Tuesday 14 October 2003

Why Sharon is dangerous

The reason I keep bleating on about Sharon and his psycho Israeli government is simple, if you saw that a neighbouring house was on fire, wouldn't you try to warn everyone and put it out before it burned your own house down? The middle east is not just "over there" if we're not careful it'll end up embedded sixteen inches up our own arseholes!

Why? Because he doesn't even try to keep his promise of peace, and has made his promise of security worthless. Because he is a bloody adventurer who scoffs at dangers, even if you pay the price. Because this week he revived the incitement against the left over a memorandum of understanding that was drafted together with senior Palestinian figures. Because the moves of an especially skilled tactician are especially dangerous.

Plenty of familiar reasons for Sharon being a political ticking bomb spring immediately to mind.
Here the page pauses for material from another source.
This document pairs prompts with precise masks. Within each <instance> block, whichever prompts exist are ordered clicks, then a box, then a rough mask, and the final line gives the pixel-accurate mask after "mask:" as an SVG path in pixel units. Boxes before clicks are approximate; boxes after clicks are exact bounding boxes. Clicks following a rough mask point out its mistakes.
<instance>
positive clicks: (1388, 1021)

Here are several more that occur upon second, and third, thought.

* They believe him: The incredible and dangerous thing is that despite everything, most Israelis still believe him and believe in him. Sharon has honed the art of political deception to such precision that its victims become passive, and even satisfied, observers. This is the Sharon paradox: The situation under his leadership is so terrible that the majority, which yearns for some illusion of an achievement, prefers not to believe that the situation is as abominable as it is.

* The success of failure: This is why Sharon is still able to plant the empty hope that things will get better - if you'll all just wait a little bit, and then some more. Under normal circumstances, this tactic would collapse after three years of such dissonance between hope and despair. But Sharon is very dangerous because of his tremendous ability to get the public, ordinarily known for its cranky skepticism, to suspend its disbelief in direct proportion to the gravity of the national predicament. Paradox number two promises to keep the Sharon danger alive: As the country's plight worsens, Israelis' dependence on a "strongman" who will rescue them from their troubles grows in equal measure - even if the purported savior is largely responsible for getting them into the mess in the first place. Sharon deserves a Nobel Prize for his discovery of "The Success of Failure."
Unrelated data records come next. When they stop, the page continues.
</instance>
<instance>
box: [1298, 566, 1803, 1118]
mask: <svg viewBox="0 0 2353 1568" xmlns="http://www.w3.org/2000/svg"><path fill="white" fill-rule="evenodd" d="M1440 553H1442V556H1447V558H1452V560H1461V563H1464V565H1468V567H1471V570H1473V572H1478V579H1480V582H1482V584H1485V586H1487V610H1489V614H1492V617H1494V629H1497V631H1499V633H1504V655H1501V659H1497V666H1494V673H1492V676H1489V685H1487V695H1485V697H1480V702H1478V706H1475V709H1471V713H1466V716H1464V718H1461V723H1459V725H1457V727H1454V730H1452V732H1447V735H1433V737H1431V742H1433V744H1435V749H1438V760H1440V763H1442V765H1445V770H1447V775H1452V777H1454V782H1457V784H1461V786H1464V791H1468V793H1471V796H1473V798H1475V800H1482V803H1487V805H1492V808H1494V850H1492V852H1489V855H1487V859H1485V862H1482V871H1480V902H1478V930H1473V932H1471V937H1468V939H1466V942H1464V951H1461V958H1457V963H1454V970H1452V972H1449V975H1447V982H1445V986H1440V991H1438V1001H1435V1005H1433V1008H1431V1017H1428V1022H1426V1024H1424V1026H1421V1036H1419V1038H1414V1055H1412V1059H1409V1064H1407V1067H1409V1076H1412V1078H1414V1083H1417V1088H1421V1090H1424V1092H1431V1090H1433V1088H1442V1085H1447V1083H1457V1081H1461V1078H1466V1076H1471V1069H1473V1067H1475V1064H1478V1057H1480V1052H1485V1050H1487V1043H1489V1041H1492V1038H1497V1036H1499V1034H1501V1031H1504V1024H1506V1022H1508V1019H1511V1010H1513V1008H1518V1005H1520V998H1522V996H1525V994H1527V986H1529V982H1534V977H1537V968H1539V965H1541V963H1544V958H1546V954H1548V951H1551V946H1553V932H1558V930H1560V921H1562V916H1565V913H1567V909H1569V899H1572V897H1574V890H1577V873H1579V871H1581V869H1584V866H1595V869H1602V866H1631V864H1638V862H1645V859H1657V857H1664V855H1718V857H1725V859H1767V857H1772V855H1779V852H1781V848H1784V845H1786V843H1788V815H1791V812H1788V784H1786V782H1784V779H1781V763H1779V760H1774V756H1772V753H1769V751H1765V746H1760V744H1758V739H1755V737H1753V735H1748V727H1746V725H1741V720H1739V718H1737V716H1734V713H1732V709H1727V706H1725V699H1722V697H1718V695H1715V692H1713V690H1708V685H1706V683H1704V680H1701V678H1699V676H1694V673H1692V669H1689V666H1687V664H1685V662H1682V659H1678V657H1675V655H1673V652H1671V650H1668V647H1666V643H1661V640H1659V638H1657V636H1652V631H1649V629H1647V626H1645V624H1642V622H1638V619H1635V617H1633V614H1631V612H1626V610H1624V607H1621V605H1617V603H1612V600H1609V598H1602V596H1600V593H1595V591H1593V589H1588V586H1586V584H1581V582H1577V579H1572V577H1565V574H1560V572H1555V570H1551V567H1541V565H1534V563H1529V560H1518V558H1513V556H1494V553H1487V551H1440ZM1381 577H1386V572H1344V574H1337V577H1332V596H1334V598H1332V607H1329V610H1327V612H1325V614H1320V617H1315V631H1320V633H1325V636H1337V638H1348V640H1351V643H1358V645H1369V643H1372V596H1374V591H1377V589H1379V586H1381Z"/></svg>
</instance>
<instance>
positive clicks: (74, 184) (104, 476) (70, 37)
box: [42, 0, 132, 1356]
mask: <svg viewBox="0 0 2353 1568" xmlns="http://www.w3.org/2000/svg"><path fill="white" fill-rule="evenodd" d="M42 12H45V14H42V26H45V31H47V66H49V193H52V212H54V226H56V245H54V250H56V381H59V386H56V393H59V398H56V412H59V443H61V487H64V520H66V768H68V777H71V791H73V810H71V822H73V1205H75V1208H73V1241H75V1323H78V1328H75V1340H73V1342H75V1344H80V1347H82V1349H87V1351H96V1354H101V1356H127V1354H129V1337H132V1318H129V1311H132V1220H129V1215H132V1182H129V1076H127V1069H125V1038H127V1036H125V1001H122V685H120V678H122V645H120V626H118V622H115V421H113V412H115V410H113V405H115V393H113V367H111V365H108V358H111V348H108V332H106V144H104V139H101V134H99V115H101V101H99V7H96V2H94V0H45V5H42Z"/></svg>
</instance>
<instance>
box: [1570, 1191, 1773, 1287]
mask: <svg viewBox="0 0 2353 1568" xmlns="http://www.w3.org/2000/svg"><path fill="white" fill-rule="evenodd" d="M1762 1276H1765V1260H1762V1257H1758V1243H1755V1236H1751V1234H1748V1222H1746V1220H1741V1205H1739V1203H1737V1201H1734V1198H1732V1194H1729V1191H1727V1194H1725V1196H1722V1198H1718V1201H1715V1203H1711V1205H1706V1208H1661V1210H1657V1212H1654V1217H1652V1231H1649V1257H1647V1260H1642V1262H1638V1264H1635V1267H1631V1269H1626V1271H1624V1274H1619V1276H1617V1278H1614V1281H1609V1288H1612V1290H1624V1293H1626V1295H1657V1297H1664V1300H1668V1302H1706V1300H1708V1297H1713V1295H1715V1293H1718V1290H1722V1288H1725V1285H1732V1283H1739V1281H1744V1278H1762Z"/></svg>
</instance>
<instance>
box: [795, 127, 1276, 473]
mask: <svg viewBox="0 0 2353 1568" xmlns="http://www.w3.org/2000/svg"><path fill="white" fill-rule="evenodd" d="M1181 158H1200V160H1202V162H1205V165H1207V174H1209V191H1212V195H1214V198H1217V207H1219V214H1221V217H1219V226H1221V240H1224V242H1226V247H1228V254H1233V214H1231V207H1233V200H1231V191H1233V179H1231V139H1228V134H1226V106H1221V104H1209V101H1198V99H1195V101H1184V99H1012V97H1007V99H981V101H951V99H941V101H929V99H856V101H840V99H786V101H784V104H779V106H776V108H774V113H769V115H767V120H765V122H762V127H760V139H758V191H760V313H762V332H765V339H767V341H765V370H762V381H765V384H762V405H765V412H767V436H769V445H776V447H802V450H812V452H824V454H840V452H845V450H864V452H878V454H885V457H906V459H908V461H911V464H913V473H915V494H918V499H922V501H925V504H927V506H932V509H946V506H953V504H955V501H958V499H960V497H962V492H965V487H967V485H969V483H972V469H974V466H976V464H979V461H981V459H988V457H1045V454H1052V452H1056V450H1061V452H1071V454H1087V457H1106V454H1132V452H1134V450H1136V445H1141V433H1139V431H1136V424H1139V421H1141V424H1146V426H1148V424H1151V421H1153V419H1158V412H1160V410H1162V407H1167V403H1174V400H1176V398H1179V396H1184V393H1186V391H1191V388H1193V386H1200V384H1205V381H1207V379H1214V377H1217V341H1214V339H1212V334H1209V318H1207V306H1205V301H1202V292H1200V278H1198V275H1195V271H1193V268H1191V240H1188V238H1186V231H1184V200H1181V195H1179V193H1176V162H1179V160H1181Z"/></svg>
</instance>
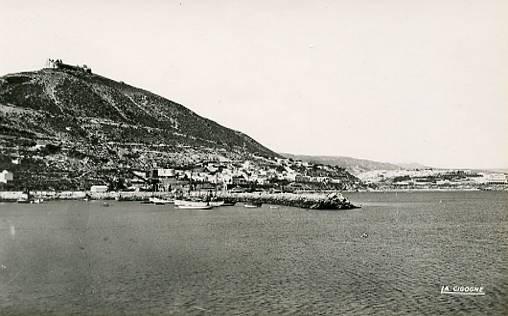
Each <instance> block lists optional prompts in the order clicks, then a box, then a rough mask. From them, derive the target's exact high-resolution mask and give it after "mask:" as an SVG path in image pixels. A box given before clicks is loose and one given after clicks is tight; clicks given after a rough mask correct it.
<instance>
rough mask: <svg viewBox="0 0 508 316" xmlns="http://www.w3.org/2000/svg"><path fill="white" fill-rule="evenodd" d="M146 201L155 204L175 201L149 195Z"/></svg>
mask: <svg viewBox="0 0 508 316" xmlns="http://www.w3.org/2000/svg"><path fill="white" fill-rule="evenodd" d="M148 201H149V202H150V203H153V204H155V205H166V204H171V203H174V202H175V201H174V200H164V199H160V198H157V197H151V198H149V199H148Z"/></svg>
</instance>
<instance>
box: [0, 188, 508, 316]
mask: <svg viewBox="0 0 508 316" xmlns="http://www.w3.org/2000/svg"><path fill="white" fill-rule="evenodd" d="M348 196H349V197H350V199H351V200H352V201H353V202H356V203H359V204H361V205H362V206H363V208H362V209H360V210H347V211H315V210H303V209H296V208H286V207H280V208H276V209H275V208H269V207H267V206H263V207H262V208H259V209H246V208H243V207H238V206H235V207H223V208H217V209H214V210H212V211H191V210H175V209H174V208H173V207H172V206H151V205H142V204H139V203H135V202H111V203H110V204H111V206H110V207H103V206H102V203H101V202H81V201H72V202H64V201H55V202H48V203H45V204H41V205H22V204H8V203H2V204H0V313H1V314H14V315H16V314H37V315H41V314H42V315H44V314H47V315H49V314H62V315H68V314H98V315H114V314H122V315H125V314H127V315H138V314H142V315H147V314H163V315H164V314H192V315H207V314H214V315H258V314H264V315H311V314H329V315H348V314H349V315H369V314H386V315H406V314H422V315H437V314H439V313H444V314H475V315H487V314H489V315H496V314H497V315H502V314H508V305H507V304H508V268H507V267H508V262H507V261H508V260H507V258H508V194H507V193H496V192H458V193H457V192H456V193H398V194H395V193H356V194H349V195H348ZM363 233H366V234H367V235H368V237H367V238H362V234H363ZM441 285H475V286H483V287H484V288H485V292H486V295H485V296H450V295H442V294H440V288H441Z"/></svg>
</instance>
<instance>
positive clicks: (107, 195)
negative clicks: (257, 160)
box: [0, 191, 358, 210]
mask: <svg viewBox="0 0 508 316" xmlns="http://www.w3.org/2000/svg"><path fill="white" fill-rule="evenodd" d="M180 198H181V199H182V200H194V201H206V202H209V201H210V200H215V201H223V202H227V203H228V204H229V205H232V204H234V203H237V202H241V203H251V204H269V205H280V206H291V207H298V208H307V209H328V210H341V209H353V208H358V206H355V205H354V204H353V203H351V202H350V201H349V200H348V199H347V198H345V197H344V196H343V195H342V194H341V193H339V192H334V193H302V194H297V193H267V192H254V193H246V192H243V193H231V192H213V193H212V192H209V191H196V192H190V193H189V194H187V195H185V196H180ZM151 199H152V202H153V204H169V203H165V201H166V202H167V201H170V200H174V199H175V195H174V194H171V193H167V192H92V191H64V192H51V191H38V192H30V194H28V193H26V192H22V191H3V192H0V201H4V202H20V201H27V202H29V201H33V202H35V201H40V202H41V201H48V200H85V201H86V200H117V201H140V202H150V200H151ZM211 203H212V204H213V201H212V202H211ZM210 206H212V207H213V206H214V205H210ZM215 206H220V205H215Z"/></svg>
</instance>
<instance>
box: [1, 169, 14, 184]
mask: <svg viewBox="0 0 508 316" xmlns="http://www.w3.org/2000/svg"><path fill="white" fill-rule="evenodd" d="M13 179H14V175H13V174H12V172H10V171H7V170H4V171H2V172H1V173H0V183H7V182H8V181H12V180H13Z"/></svg>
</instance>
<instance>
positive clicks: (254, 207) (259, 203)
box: [243, 202, 261, 208]
mask: <svg viewBox="0 0 508 316" xmlns="http://www.w3.org/2000/svg"><path fill="white" fill-rule="evenodd" d="M243 207H246V208H258V207H261V203H259V202H255V203H245V204H244V205H243Z"/></svg>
* He has a sense of humor: The aforementioned contradiction also has a comic effect, as if directed by Eli Yatzpan. Abba Eban used to say that Israel is not a banana republic, but a republic that slips on bananas. Sharon manages to make his repeated banana-slipping amusing, while you just keep bruising your backside. He knows how to giggle just like Yatzpan, how to be as amiable as blooper impresario Yigal Shilon. He's even shed his tic. When a dangerous leader also has a sense of humor, it's time to put on the flak jackets.
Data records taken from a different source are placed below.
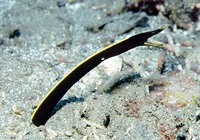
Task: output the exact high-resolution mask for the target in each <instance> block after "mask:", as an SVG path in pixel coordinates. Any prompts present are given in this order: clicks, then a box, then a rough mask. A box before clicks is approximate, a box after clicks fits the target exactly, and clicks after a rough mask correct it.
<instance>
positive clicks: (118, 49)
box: [32, 28, 164, 126]
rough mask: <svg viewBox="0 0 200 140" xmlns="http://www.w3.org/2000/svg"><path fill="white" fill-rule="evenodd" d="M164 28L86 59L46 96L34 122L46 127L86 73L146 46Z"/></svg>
mask: <svg viewBox="0 0 200 140" xmlns="http://www.w3.org/2000/svg"><path fill="white" fill-rule="evenodd" d="M163 29H164V28H159V29H157V30H154V31H150V32H145V33H141V34H138V35H135V36H132V37H130V38H127V39H124V40H121V41H119V42H117V43H114V44H112V45H109V46H107V47H105V48H104V49H102V50H100V51H99V52H96V53H95V54H93V55H92V56H90V57H88V58H86V59H85V60H84V61H82V62H81V63H79V64H78V65H77V66H76V67H75V68H74V69H72V70H71V71H70V72H69V73H68V74H67V75H65V76H64V77H63V78H62V79H61V80H60V81H59V82H58V83H57V84H56V85H55V86H54V87H53V88H52V89H51V90H50V91H49V93H48V94H47V95H46V96H45V98H44V99H43V100H42V101H41V103H40V104H39V105H38V107H37V108H36V109H35V111H34V113H33V115H32V122H33V124H35V125H36V126H39V125H44V124H45V123H46V122H47V120H48V119H49V118H50V117H51V112H52V110H53V108H54V107H55V106H56V104H57V103H58V102H59V100H60V99H61V98H62V97H63V95H64V94H65V93H66V92H67V91H68V90H69V89H70V88H71V87H72V86H73V85H74V84H75V83H76V82H77V81H78V80H79V79H80V78H81V77H83V76H84V75H85V74H86V73H88V72H89V71H90V70H91V69H93V68H94V67H96V66H97V65H99V64H100V63H101V62H102V61H104V60H105V59H108V58H110V57H113V56H116V55H119V54H121V53H123V52H126V51H128V50H130V49H132V48H135V47H137V46H140V45H145V43H147V42H146V41H147V40H148V38H150V37H152V36H153V35H155V34H157V33H159V32H161V31H162V30H163Z"/></svg>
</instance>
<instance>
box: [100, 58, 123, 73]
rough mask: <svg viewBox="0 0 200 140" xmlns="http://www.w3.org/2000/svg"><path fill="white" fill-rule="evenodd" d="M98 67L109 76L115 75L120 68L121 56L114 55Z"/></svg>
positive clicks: (120, 66)
mask: <svg viewBox="0 0 200 140" xmlns="http://www.w3.org/2000/svg"><path fill="white" fill-rule="evenodd" d="M99 69H100V70H101V71H103V72H105V73H106V74H107V75H109V76H113V75H117V74H118V73H119V72H120V71H121V69H122V58H120V57H119V56H115V57H112V58H109V59H107V60H105V61H104V62H102V63H101V64H100V65H99Z"/></svg>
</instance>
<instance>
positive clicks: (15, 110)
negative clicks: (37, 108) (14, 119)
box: [12, 104, 23, 116]
mask: <svg viewBox="0 0 200 140" xmlns="http://www.w3.org/2000/svg"><path fill="white" fill-rule="evenodd" d="M12 111H13V112H14V114H15V115H20V116H21V115H22V112H23V109H22V108H20V107H19V106H18V105H17V104H14V105H13V107H12Z"/></svg>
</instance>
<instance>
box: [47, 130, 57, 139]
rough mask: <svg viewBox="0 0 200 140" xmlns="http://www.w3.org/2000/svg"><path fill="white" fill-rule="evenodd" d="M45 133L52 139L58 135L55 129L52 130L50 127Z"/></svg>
mask: <svg viewBox="0 0 200 140" xmlns="http://www.w3.org/2000/svg"><path fill="white" fill-rule="evenodd" d="M46 131H47V134H48V137H49V138H50V139H54V138H55V137H57V136H58V134H57V133H56V131H54V130H52V129H47V130H46Z"/></svg>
* The enemy as collaborator: Another dangerous leader who has lost his quiver, Yasser Arafat, is actually an important ally along Sharon's twisted road. From Lebanon until today, Arik has been pursuing Yasser like Sherlock Holmes on the trail of Moriarty. But there is cause to suspect that he is not really interested in Arafat's elimination. If his legendary rival were gone, Sharon would have to invent a new one.